On Thu, Sep 3, 2015 at 6:21 AM, Amit Kapila <amit.kapil...@gmail.com> wrote:
> [ new patches ]

Still more review comments:

+                               /* Allow space for terminating zero-byte */
+                               size = add_size(size, 1);

This is pointless.  The length is already stored separately, and if it
weren't, this wouldn't be adequate anyway because a varlena can
contain NUL bytes.  It won't if it's text, but it could be bytea or
numeric or whatever.

RestoreBoundParams is broken, because it can do unaligned reads, which
will core dump on some architectures (and merely be slow on others).
If there are two or more parameters, and the first one is a varlena
with a length that is not a multiple of MAXIMUM_ALIGNOF, the second
SerializedParamExternData will be misaligned.

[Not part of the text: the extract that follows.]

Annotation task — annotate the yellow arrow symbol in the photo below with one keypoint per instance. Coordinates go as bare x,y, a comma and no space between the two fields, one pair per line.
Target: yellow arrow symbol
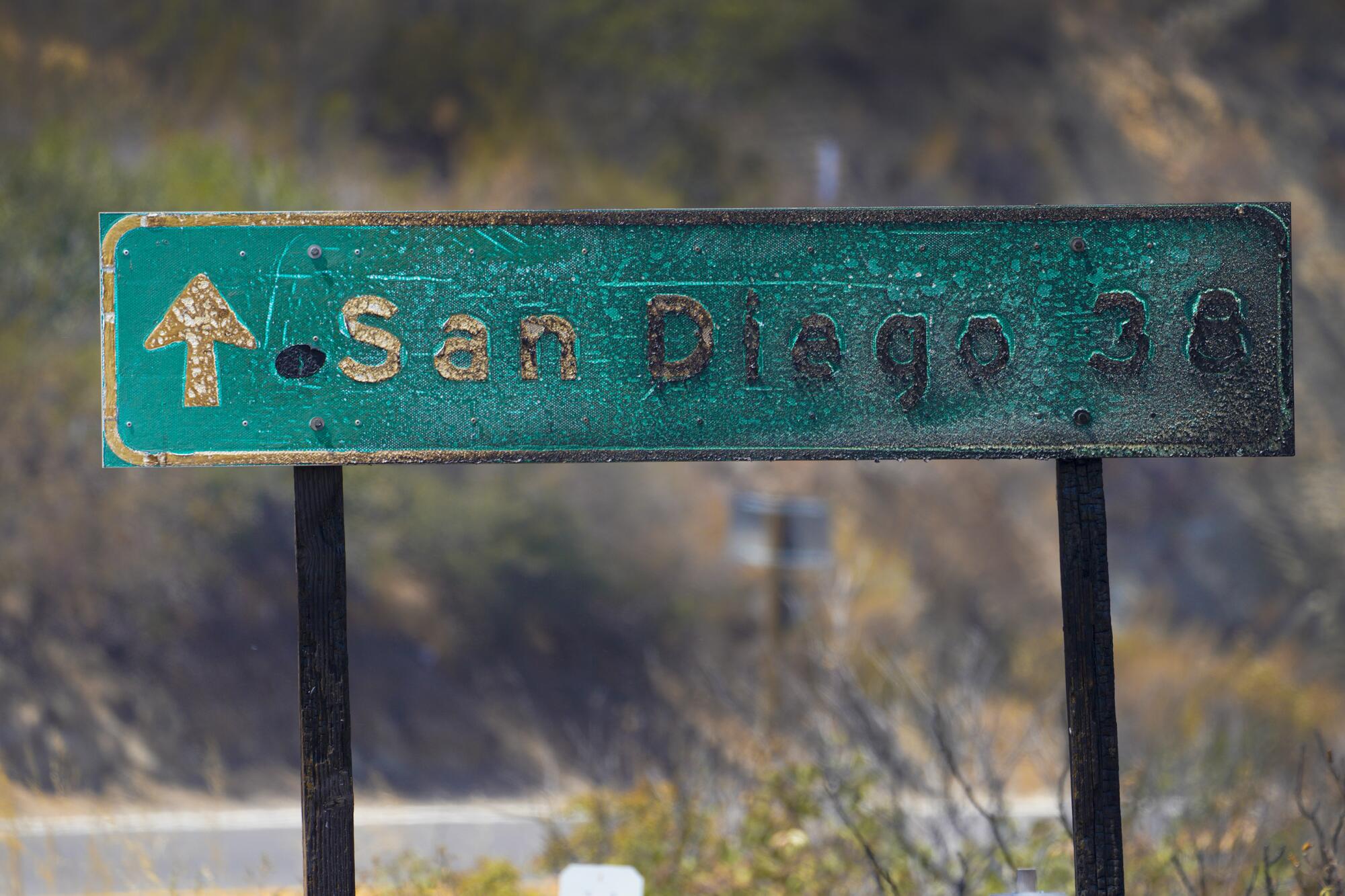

Also, it's pretty lame that we send the useless pointer even for a
pass-by-reference data type and then overwrite the bad pointer with a
good one a few lines later.  It would be better to design the
serialization format so that we don't send the bogus pointer over the
wire in the first place.

It's also problematic in my view that there is so much duplicated code
here. SerializedParamExternData and SerializedParamExecData are very
similar and there are large swaths of very similar code to handle each
case.  Both structures contain Datum value, Size length, bool isnull,
and Oid ptype, albeit not in the same order for some reason.  The only
difference is that SerializedParamExternData contains uint16 pflags
and SerializedParamExecData contains int paramid.  I think we need to
refactor this code to get rid of all this duplication.  I suggest that
we decide to represent a datum here in a uniform fashion, perhaps like
this:

First, store a 4-byte header word.  If this is -2, the value is NULL
and no data follows.  If it's -1, the value is pass-by-value and
sizeof(Datum) bytes follow.  If it's >0, the value is
pass-by-reference and the value gives the number of following bytes
that should be copied into a brand-new palloc'd chunk.

Using a format like this, we can serialize and restore datums in
various contexts - including bind and exec params - without having to
rewrite the code each time.  For example, for param extern data, you
can dump an array of all the ptypes and paramids and then follow it
with all of the params one after another.  For param exec data, you
can dump an array of all the ptypes and paramids and then follow it
with the values one after another.  The code that reads and writes the
datums in both cases can be the same.  If we need to send datums in
other contexts, we can use the same code for it.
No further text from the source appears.